It has become popular to build Model Context Protocol Servers. This makes a lot of sense from the developer-as-integrator point of view, since the MCP specification and multi-language SDKs make it possible to easily integrate resources, prompts, and tools into multiple LLMs without having to use the model-and-language-specific model APIs directly.
MCP tools spec provides a general way for LLMs to use tool meta-data (e.g. text descriptions) for the tool's required input data, behavior, and output data. These text descriptions can then be used by the LLM...in combination with interaction with the user...to decide when and how to use the tool...i.e. to call the function and provide some output to the LLM and/or the user.
Building an MCP Server
When creating a new MCP Server, it's easiest to create the tool metadata and implement the tool functionality as part of a new MCP server implementation.
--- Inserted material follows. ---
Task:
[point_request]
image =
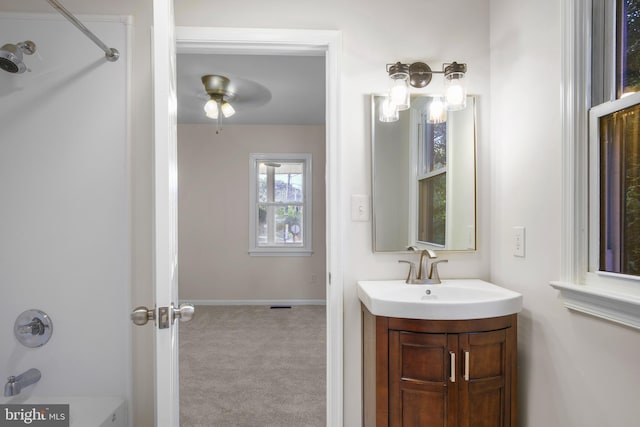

But this approach requires that every new tool (or integration with existing API/servers) results in a new MCP server or an update/new version of an existing MCP server.
Remote Tools
It's frequently better architecture to decouple the meta-data declaration and implementation of a given tool from the MCP Server itself, and allow the MCP Server to dynamically add/remove tools at runtime, as tools can then be discovered, added, meta-data made available to the model(s), called, evaluated, and potentially removed or updated without the creation of an entirely new MCP Server, but rather dynamically discovering, securing, importing, using, evaluating, updating, and removing tools from an MCP Server.
This approach is potentially more secure (as it allows tool-specific authentication and access control), more flexible, and more scalable, since remote tools can be distributed on multiple hosts over a network. And it allows easy integration with existing APIs.